Sakralbauten im Oberland:Einzigartiger Stilmix

Lesezeit: 3 min

Die Eurasburger Schlosskirche ist bis ins Details so originalgetreu erhalten wie es Karl Bauer Anfang des 20. Jahrhunderts geplant hat. (Foto: Manfred Neubauer)

Für die Eurasburger Schlosskirche kombinierte Architekt Karl Bauer neobarocke Formen und Jugendstil. Das Ende der vierjährigen Renovierungsarbeiten feiert der Pfarrverband mit einem Gottesdienst.

Von Benjamin Engel, Eurasburg

Mit ihrem Zwiebeltürmchen scheint die Eurasburger Schlosskirche Mariä Empfängnis typisch für die Sakralbauten der Umgebung zu sein. Gleichzeitig ist das Gebäude viel jüngeren Datums als seine barocken Vorbilder, kunstgeschichtlich aber kaum minder interessant. Für die von 1908 bis 1909 errichtete Kirche hat Architekt Karl Bauer - einer der Baumeister des Ulmer Münsters - die neobarocke Formensprache mit jugendstilhaften Elementen kombiniert und so ein in sich äußerst einheitliches ästhetisch-stimmiges Erscheinungsbild geschaffen. Seitdem ist die Originalausstattung praktisch unverändert geblieben, was die denkmalgeschützte Kirche besonders macht.
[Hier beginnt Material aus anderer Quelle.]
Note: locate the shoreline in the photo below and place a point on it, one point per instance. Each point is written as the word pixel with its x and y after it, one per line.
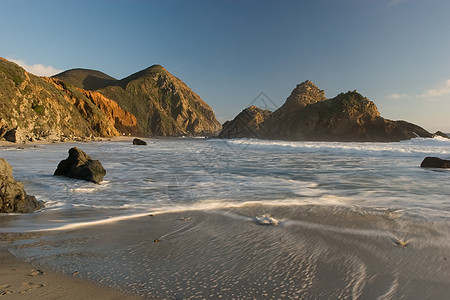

Nach vierjähriger Renovierungsphase ist der Innenraum nun wieder so erleb- und erfahrbar wie für die Menschen vor etwas mehr als einem Jahrhundert. Das feiert der Pfarrverband Münsing am Sonntag, 22. Oktober. Weihbischof Rupert Graf zu Stolberg wird ab 10 Uhr den Festgottesdienst in der Eurasburger Schlosskirche halten. Pfarrer Martin Kirchbichler erwartet viele Ehrengäste, von den an der Restaurierung beteiligten Betrieben, Vertretern des Pfarrverbands bis zu Eurasburgs Bürgermeister Moritz Sappl, Traditionsvereinen und der Blaskapelle.

Nach abgeschlossener Restaurierung kommt die Gewölbestruktur mit den ockergelben Leisten vor weißem Deckenhintergrund wieder farbintensiv zur Geltung. (Foto: Manfred Neubauer)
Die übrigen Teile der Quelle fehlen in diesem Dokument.